Research and creativity projects with faculty mentors, earning credits off campus, and partner programs that lead to graduate and professional degrees: Our students take their liberal arts learning at Mary Washington beyond the classroom.
Fourteen UMW students recently traveled to Richmond to present at the 2026 National Conference on Undergraduate Research (NCUR). This annual conference, sponsored by the Council on Undergraduate Research (CUR) and held this year April 13-15, 2026, brought together more than 4000 undergraduate students from all 50 US states, as well as several other countries, to present their original research and creative endeavors in the arts, humanities, social sciences, and sciences. Mary Washington sent students from biology, computer science, English, physics, and sociology.

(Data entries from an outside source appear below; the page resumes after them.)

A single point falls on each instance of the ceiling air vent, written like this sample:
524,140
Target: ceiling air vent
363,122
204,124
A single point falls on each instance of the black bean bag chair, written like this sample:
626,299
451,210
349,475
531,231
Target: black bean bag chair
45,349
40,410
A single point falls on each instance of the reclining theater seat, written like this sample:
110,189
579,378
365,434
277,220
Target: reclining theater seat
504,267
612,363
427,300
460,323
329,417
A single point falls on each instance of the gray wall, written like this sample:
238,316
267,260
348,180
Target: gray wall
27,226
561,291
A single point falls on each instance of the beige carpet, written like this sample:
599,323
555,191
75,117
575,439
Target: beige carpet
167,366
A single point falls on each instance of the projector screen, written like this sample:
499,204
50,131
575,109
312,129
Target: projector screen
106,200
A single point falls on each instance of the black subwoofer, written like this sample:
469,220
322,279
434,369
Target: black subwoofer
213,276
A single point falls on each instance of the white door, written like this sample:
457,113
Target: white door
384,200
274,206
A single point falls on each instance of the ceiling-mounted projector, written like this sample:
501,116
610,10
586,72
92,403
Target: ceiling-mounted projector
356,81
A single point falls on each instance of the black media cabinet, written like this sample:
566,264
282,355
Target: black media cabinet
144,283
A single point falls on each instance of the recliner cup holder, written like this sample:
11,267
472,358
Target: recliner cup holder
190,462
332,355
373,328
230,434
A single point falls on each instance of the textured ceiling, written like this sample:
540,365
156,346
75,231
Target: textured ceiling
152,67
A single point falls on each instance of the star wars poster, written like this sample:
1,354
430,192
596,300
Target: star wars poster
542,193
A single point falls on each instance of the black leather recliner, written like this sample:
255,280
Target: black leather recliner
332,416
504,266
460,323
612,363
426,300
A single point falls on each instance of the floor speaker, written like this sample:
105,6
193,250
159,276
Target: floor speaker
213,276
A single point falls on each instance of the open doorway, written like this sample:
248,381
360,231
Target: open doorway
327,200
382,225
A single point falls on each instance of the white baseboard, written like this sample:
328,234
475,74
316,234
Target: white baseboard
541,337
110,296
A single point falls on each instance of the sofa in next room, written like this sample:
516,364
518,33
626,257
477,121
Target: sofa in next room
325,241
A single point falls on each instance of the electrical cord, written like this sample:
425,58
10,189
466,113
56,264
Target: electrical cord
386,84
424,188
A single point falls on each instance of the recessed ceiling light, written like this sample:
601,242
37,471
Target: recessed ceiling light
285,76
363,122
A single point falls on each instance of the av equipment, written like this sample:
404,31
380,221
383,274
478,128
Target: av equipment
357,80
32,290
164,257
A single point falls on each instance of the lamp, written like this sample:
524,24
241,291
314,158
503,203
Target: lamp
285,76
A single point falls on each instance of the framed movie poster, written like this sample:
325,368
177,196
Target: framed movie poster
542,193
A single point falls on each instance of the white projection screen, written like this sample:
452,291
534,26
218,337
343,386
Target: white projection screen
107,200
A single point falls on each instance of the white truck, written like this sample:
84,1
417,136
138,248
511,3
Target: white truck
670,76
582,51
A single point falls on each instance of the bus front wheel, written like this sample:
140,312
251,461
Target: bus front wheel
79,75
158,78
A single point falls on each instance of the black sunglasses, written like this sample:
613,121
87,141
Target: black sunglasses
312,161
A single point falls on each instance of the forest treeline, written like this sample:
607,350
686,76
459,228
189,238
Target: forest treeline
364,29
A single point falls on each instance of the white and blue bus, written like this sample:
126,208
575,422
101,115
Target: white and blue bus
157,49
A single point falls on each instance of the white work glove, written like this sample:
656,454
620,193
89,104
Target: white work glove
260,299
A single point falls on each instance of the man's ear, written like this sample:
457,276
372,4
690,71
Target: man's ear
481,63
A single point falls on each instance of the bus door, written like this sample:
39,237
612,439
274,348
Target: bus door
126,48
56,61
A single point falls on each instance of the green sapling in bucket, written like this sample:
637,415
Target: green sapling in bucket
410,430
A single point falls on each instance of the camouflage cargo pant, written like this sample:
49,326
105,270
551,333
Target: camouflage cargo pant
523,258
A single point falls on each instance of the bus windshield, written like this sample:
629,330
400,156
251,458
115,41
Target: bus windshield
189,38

McKenzie Cheynet (biomedical sciences, 2026) and Mohammad Ali Hassan (biomedical sciences, 2027), were two of five biology students mentored by Dr. Laura Sipe who presented at NCUR. They presented a poster titled “Cisplatin-Induced Immunogenic Cell Death Delayed Tumor Onset in a Preclinical Model of Triple-Negative Breast Cancer.” McKenzie commented:
Investigating cancer cell biology alongside Dr. Sipe has been the defining experience of my undergraduate years. Beyond the technical skills I gained at the bench, being part of a community of researchers, hearing peers speak honestly about their inspirations, setbacks, and discoveries, has fundamentally shaped how I think about science. (McKenzie Cheynet)
Mohammad agreed, especially about the experience of presenting at NCUR:
Seeing a variety of undergraduate students working in their own respective fields was an eye-opening moment, and taught me how diverse research can be.” (Mohammad Ali Hassan)

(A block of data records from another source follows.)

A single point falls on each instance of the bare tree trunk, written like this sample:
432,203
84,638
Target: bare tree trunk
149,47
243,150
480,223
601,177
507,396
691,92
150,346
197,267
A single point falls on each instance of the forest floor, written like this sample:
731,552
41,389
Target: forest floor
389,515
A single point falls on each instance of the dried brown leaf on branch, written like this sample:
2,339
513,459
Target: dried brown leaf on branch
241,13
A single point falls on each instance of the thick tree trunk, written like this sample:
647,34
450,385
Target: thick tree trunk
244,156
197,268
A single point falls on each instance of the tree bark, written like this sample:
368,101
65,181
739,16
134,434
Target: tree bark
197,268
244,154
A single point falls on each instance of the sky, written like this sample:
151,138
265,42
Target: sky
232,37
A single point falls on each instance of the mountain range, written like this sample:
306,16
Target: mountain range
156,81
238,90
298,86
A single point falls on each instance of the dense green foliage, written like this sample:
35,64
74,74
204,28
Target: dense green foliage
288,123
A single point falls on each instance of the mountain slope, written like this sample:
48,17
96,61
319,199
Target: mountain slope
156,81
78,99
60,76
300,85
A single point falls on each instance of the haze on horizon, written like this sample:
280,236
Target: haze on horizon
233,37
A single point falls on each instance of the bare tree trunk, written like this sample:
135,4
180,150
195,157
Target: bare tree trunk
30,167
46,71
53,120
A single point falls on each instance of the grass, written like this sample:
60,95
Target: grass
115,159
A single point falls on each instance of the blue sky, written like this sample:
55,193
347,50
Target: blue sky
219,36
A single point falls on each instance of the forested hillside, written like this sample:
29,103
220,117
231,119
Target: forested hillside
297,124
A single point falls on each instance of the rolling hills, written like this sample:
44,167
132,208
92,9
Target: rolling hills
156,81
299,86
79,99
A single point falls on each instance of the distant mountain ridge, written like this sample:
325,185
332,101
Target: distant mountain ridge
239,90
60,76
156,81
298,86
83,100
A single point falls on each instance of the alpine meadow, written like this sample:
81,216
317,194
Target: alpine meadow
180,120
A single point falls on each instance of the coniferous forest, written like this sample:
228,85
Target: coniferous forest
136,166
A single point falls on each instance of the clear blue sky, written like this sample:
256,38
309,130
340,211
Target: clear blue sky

Mohammad Ali Hassan and McKenzie Cheynet present their poster at NCUR 2026.
A group of computer science students (Aloysious Kabonge data science 2026, Belen Telahun data science 2026, and Murtaza Fahkry data science 2026), worked with visiting instructor Jeffrey Goldthorp on their project “Using Artificial Intelligence to Satisfy Generalized Use Cases.” They delivered an oral presentation that explained their applied AI effort, designed to help regulatory agencies make sense of large amounts of complex, high-stakes information that is often scattered across PDFs, web pages, and older text sources. All three spoke of the practical skills and knowledge that they gained in the project:
This experience has helped me to broaden my understanding on the different use cases of Large Language Models (Aloysious Kabonge)
Aloysious Kabonge, Belen Telahun, and Murtaza Fahkry and their faculty mentor Jeffrey Goldthorp.

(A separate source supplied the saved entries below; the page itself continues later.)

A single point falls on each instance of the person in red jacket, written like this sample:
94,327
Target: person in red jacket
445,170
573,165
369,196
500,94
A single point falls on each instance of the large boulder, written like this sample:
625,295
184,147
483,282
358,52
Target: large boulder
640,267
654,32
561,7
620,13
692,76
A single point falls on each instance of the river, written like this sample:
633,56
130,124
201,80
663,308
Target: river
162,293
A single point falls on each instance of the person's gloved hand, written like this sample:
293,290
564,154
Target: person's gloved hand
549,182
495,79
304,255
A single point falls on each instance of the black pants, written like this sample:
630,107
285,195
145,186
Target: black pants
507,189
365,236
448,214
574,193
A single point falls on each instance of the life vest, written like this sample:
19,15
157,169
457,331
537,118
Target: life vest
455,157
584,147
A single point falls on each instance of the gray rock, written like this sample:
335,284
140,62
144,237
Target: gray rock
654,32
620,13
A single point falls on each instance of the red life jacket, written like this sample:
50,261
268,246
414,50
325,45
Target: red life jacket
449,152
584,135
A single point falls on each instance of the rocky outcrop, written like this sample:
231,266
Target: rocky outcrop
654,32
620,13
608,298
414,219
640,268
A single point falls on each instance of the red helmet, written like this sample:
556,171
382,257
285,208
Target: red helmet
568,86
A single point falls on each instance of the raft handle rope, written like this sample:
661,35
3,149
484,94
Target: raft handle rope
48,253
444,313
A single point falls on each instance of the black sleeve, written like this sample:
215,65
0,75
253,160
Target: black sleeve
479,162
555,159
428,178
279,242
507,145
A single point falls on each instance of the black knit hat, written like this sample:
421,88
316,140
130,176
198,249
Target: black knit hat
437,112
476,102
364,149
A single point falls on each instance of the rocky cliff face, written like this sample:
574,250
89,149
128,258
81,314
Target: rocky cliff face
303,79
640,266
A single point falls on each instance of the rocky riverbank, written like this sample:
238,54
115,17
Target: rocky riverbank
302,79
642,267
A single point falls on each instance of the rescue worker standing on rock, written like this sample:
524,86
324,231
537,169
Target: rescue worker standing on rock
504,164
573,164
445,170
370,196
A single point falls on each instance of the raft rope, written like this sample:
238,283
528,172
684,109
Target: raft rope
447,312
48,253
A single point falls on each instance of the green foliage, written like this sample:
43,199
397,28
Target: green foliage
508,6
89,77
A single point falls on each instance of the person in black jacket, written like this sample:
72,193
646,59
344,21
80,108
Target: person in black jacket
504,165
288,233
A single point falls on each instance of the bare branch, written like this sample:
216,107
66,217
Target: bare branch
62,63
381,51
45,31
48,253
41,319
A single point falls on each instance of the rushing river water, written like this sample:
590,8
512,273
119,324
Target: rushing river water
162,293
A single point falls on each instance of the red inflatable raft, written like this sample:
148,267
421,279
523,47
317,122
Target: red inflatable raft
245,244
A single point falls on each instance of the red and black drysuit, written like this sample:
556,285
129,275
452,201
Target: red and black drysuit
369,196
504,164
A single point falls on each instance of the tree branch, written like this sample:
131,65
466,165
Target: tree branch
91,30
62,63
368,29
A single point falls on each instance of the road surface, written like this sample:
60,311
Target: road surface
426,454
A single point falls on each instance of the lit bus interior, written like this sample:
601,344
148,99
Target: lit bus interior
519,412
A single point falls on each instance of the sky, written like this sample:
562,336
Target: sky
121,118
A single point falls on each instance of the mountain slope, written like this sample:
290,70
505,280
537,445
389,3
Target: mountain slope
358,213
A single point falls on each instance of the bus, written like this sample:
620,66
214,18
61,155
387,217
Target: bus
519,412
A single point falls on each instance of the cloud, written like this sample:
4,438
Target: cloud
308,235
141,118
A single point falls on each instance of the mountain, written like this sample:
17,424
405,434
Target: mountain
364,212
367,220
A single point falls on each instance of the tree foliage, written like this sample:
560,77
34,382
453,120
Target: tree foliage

Ally Miller (English 2026) was one of three students mentored by Dr. Shumona Dasgupta who presented at NCUR. She spoke about her analysis of South Asian film: “Women, Tradition, and Cosmopolitanism in Mira Nair’s Monsoon Wedding.”
Presenting at NCUR was a deeply fulfilling experience for me and made me even more eager to share my findings in future projects, including my independent study on ethical representation within South Asian media that followed this project.” (Ally Miller)
Ally Miller presents her work at NCUR 2026.
Pictured below are other UMW student presenters at NCUR 2026: Maggie Haggerty (conservation biology 2026), “Predicting Presence and Preventing Poaching: Saving the Spotted Turtle;” William Burkey (biomedical science and physics 2026), “Rheological Effects of Microplastics on Biological Tissues;” Sofia Szczepankiewicz (biomedical sciences 2026), “Wanted: Dead and Immunogenic. Combining Metformin and Chemotherapy to Promote Immunogenic Cell Death in Triple-Negative Breast Cancer;” Mallory Thompson (biomedical science 2026), “Methionine Restriction Promotes Immunogenic Cell Death in Triple Negative Breast Cancer;” Alexis Pineda-Bautista (sociology 2026), “Public Opinion, Immigration, and the News: The Weight People Put on the Media;” Jeassa Pearl Nabong (kineseology 2027), “The Immigrant Plight;” Timothy Frazier (English-creative writing 2027), “The Hero, the Trickster, and the Shadow: A Jungian Reading of Gun Island;”Katriana Meiman (biomedical sciences 2027), “Mast cell contributions to connective tissue weakness.”